In honor of British Month, I pulled off my shelf a "London Sketchbook" which I bought after my mother and I spent ten days in England in 2002. The book features watercolour paintings and pencil sketches by Graham Byfield. It is a wonderful armchair tour of the many buildings, parks, streets, and monuments in that vibrant city of over eight million people.
The paintings are accompanied by notes handwritten by the artist (and are sometimes a bit difficult to read). I have set it out on a table open to the page showing a painting of Tower Bridge. Tomorrow I will change it to another page and another scene. I don't know why I didn't think to do this at the beginning of the month.
In the front of the book I found a day-to-day account of our trip that I wrote for a friend who was going to visit the city and wanted suggestions on what to see and what to do.
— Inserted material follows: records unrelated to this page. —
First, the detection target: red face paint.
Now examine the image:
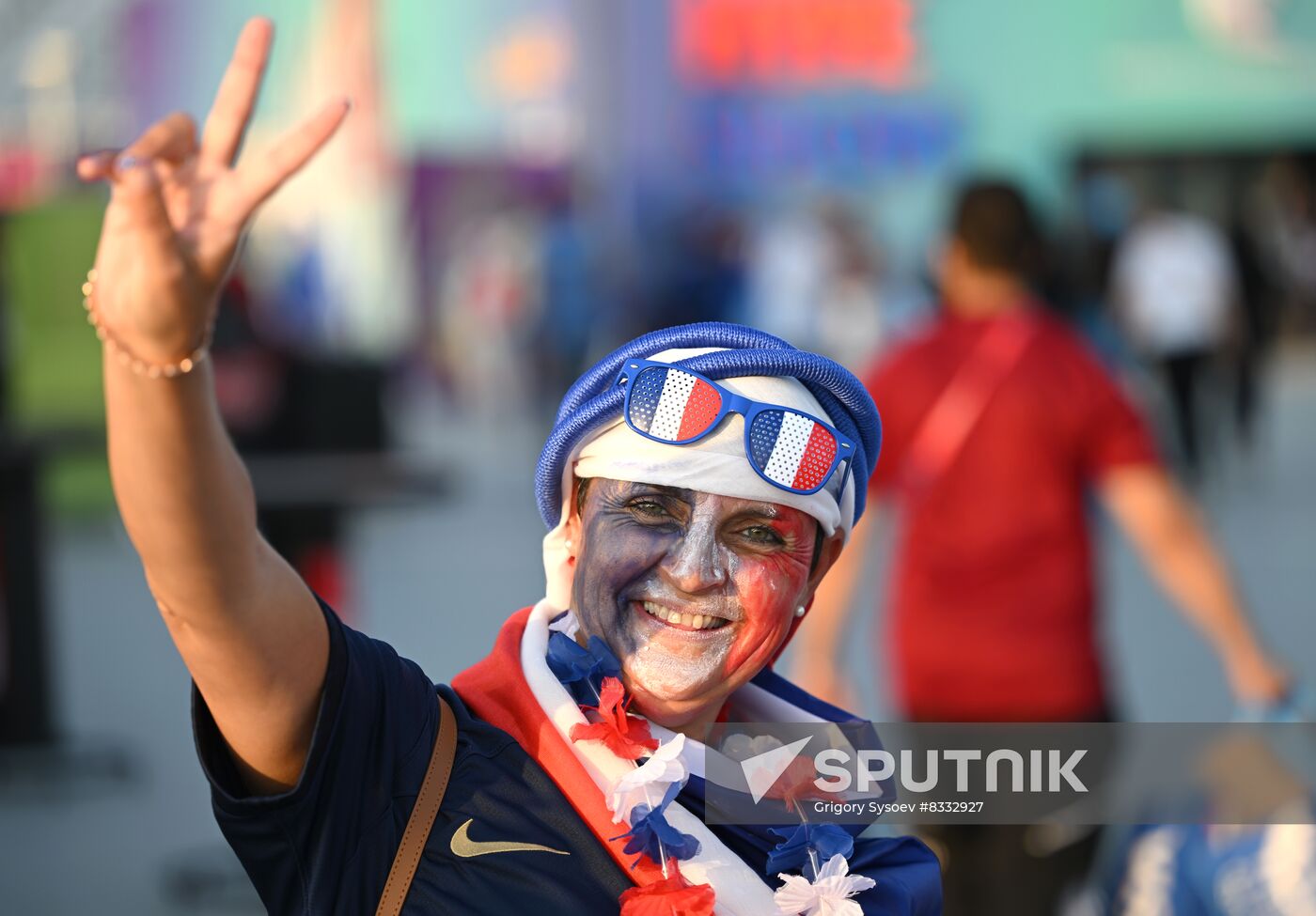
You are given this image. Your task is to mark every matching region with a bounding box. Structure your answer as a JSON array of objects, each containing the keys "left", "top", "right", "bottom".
[{"left": 572, "top": 480, "right": 817, "bottom": 726}]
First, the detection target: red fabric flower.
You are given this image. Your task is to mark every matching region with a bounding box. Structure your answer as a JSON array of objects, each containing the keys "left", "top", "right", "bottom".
[
  {"left": 621, "top": 860, "right": 714, "bottom": 916},
  {"left": 572, "top": 677, "right": 658, "bottom": 761}
]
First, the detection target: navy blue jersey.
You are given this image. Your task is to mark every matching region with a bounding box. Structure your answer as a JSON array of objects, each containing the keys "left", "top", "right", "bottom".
[
  {"left": 192, "top": 607, "right": 941, "bottom": 916},
  {"left": 192, "top": 608, "right": 633, "bottom": 916}
]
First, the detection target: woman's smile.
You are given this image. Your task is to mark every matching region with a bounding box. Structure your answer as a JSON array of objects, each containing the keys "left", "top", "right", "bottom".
[{"left": 572, "top": 479, "right": 817, "bottom": 723}]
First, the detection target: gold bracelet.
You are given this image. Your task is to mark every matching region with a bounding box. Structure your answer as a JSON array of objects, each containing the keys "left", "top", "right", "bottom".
[{"left": 83, "top": 267, "right": 211, "bottom": 379}]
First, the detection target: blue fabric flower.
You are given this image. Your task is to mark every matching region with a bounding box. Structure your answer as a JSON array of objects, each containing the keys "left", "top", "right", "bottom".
[
  {"left": 621, "top": 784, "right": 698, "bottom": 862},
  {"left": 547, "top": 633, "right": 621, "bottom": 706},
  {"left": 763, "top": 824, "right": 854, "bottom": 877}
]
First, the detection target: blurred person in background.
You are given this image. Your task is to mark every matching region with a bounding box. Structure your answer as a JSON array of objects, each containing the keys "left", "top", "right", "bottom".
[
  {"left": 1111, "top": 191, "right": 1240, "bottom": 480},
  {"left": 795, "top": 181, "right": 1286, "bottom": 916},
  {"left": 747, "top": 199, "right": 885, "bottom": 370},
  {"left": 440, "top": 193, "right": 545, "bottom": 423},
  {"left": 71, "top": 20, "right": 940, "bottom": 916}
]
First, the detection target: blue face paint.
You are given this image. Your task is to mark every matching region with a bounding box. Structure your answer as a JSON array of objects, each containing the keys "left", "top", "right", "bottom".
[{"left": 572, "top": 479, "right": 817, "bottom": 725}]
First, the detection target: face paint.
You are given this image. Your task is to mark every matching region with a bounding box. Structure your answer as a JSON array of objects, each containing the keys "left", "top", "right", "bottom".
[{"left": 572, "top": 479, "right": 816, "bottom": 723}]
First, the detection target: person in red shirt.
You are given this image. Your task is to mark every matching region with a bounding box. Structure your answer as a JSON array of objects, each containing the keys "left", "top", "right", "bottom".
[{"left": 795, "top": 181, "right": 1286, "bottom": 915}]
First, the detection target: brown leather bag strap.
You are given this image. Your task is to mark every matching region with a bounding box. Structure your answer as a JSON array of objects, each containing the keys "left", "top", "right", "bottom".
[{"left": 375, "top": 693, "right": 457, "bottom": 916}]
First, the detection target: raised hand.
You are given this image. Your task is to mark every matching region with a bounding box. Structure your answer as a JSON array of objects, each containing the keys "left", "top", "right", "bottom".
[{"left": 78, "top": 19, "right": 349, "bottom": 364}]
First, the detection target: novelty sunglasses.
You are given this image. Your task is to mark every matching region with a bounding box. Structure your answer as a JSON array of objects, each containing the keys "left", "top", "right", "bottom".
[{"left": 618, "top": 359, "right": 854, "bottom": 496}]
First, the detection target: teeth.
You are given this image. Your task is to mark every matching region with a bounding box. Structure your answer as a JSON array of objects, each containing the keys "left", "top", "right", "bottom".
[{"left": 641, "top": 601, "right": 730, "bottom": 629}]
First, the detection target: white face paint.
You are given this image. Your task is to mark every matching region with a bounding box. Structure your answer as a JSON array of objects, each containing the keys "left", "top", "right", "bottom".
[{"left": 572, "top": 479, "right": 817, "bottom": 723}]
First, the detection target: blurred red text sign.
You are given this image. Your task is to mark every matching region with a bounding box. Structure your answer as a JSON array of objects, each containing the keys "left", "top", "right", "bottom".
[{"left": 674, "top": 0, "right": 917, "bottom": 89}]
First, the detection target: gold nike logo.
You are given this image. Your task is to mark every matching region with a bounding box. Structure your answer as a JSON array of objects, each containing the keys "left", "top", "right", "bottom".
[{"left": 448, "top": 817, "right": 572, "bottom": 858}]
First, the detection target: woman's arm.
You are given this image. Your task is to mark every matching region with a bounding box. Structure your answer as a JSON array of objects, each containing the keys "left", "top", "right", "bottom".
[{"left": 79, "top": 20, "right": 348, "bottom": 792}]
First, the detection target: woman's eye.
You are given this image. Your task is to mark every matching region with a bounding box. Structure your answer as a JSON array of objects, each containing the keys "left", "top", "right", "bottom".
[
  {"left": 631, "top": 499, "right": 667, "bottom": 519},
  {"left": 741, "top": 525, "right": 786, "bottom": 545}
]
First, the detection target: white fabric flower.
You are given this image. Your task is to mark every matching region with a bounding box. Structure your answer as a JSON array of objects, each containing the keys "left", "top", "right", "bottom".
[
  {"left": 549, "top": 611, "right": 580, "bottom": 640},
  {"left": 723, "top": 732, "right": 786, "bottom": 762},
  {"left": 773, "top": 853, "right": 878, "bottom": 916},
  {"left": 608, "top": 732, "right": 690, "bottom": 824}
]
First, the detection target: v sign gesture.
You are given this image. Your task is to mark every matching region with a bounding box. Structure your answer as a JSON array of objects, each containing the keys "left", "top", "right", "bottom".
[
  {"left": 78, "top": 19, "right": 349, "bottom": 364},
  {"left": 93, "top": 20, "right": 348, "bottom": 792}
]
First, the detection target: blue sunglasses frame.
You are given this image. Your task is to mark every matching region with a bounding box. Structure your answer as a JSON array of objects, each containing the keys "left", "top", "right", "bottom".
[{"left": 616, "top": 359, "right": 854, "bottom": 502}]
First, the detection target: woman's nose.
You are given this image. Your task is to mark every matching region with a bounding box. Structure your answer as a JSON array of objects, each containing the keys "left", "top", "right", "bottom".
[{"left": 662, "top": 521, "right": 727, "bottom": 595}]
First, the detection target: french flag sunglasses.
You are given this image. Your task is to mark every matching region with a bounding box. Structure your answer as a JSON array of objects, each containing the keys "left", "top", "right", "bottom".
[{"left": 618, "top": 359, "right": 854, "bottom": 495}]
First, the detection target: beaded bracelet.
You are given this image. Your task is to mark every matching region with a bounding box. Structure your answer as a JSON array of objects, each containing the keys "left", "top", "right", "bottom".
[{"left": 83, "top": 267, "right": 211, "bottom": 379}]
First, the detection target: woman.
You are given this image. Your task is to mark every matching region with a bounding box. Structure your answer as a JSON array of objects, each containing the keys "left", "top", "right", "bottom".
[{"left": 79, "top": 20, "right": 940, "bottom": 913}]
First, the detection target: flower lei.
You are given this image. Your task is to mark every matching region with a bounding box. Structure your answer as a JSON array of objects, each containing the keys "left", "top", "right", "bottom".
[{"left": 547, "top": 612, "right": 875, "bottom": 916}]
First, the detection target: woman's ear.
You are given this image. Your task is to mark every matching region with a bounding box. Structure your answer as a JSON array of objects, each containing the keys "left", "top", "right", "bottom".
[
  {"left": 803, "top": 529, "right": 845, "bottom": 605},
  {"left": 563, "top": 479, "right": 585, "bottom": 558}
]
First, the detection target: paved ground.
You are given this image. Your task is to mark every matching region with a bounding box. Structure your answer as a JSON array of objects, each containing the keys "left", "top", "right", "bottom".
[{"left": 0, "top": 357, "right": 1316, "bottom": 916}]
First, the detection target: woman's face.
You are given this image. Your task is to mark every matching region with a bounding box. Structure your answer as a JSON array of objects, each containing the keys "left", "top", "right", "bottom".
[{"left": 567, "top": 478, "right": 839, "bottom": 728}]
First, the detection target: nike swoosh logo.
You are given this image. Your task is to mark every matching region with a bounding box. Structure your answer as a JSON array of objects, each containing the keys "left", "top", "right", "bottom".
[{"left": 448, "top": 817, "right": 572, "bottom": 858}]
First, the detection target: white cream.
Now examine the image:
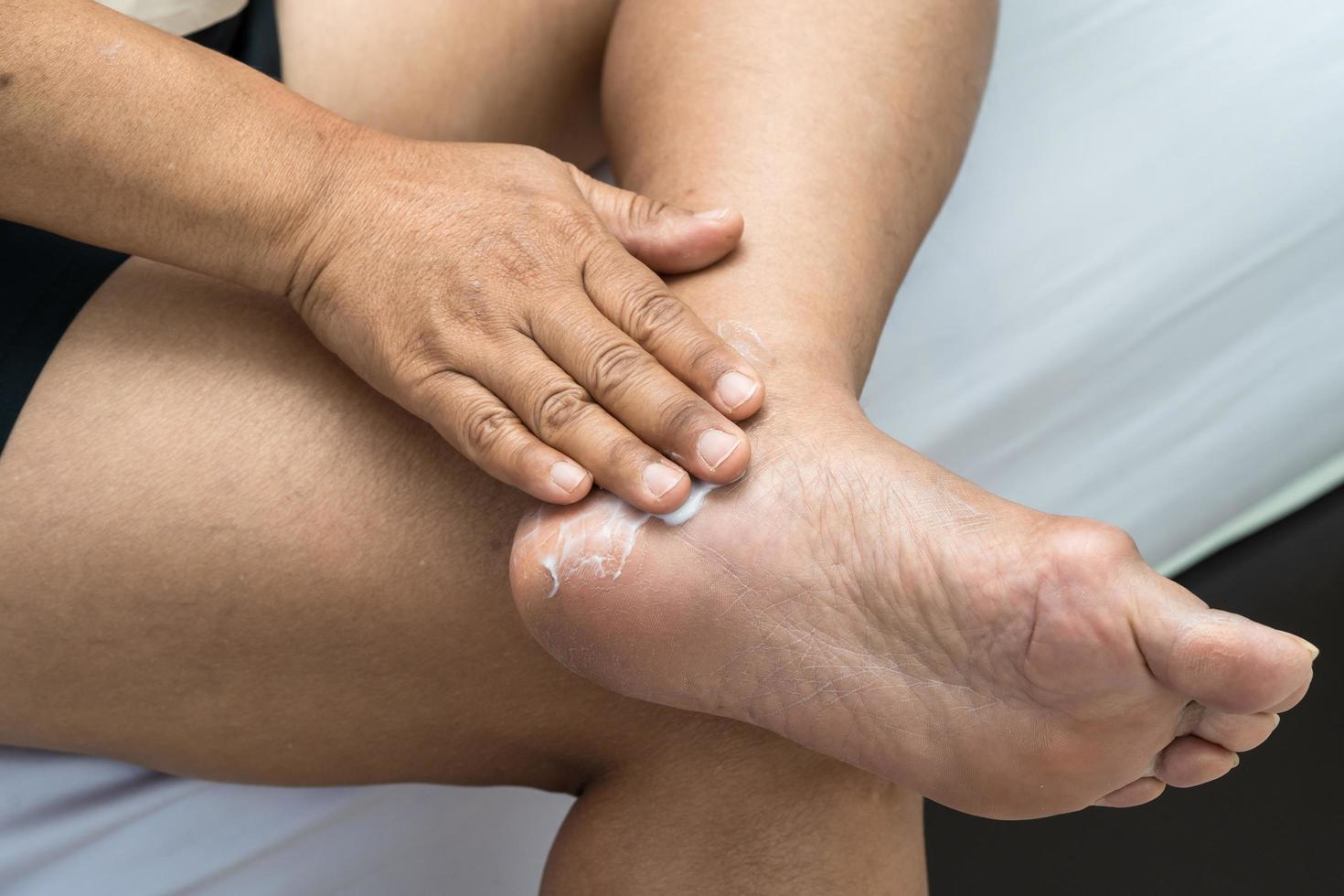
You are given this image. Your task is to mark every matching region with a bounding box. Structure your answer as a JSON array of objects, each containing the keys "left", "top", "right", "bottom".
[{"left": 523, "top": 480, "right": 719, "bottom": 598}]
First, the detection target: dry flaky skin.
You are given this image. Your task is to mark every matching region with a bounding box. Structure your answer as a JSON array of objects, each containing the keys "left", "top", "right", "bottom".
[
  {"left": 512, "top": 406, "right": 1313, "bottom": 818},
  {"left": 517, "top": 482, "right": 719, "bottom": 598}
]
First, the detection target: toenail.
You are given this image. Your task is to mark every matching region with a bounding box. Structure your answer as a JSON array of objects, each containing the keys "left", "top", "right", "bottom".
[
  {"left": 644, "top": 464, "right": 686, "bottom": 498},
  {"left": 551, "top": 461, "right": 587, "bottom": 492},
  {"left": 717, "top": 371, "right": 760, "bottom": 411},
  {"left": 696, "top": 430, "right": 741, "bottom": 470}
]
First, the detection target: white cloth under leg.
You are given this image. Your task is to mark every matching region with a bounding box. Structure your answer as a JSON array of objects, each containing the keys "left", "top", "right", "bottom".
[{"left": 0, "top": 0, "right": 1344, "bottom": 896}]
I was instantly transported to London, a city I described as "a town full of cell phones, shoe shops, and old stones." Here is what Mom and I were doing ten years ago today:
20 September 2002
Bus trip to Stonehenge and Bath. This takes all day. Stonehenge is eerie. A lot of big stones on a big wind-blown plain. The day was overcast which added to its mystery. The best thing about Bath was that I got to purchase a box of note cards at the Jane Austen Museum which I had seen featured on the museum's web site. Famous women writer note cards: Woolf, Eliot, Austen, and Bronte. We ate a Cornwall pastie for lunch. Cheese and onion stuffed into a flaky turnover that sat like a stone in my stomach.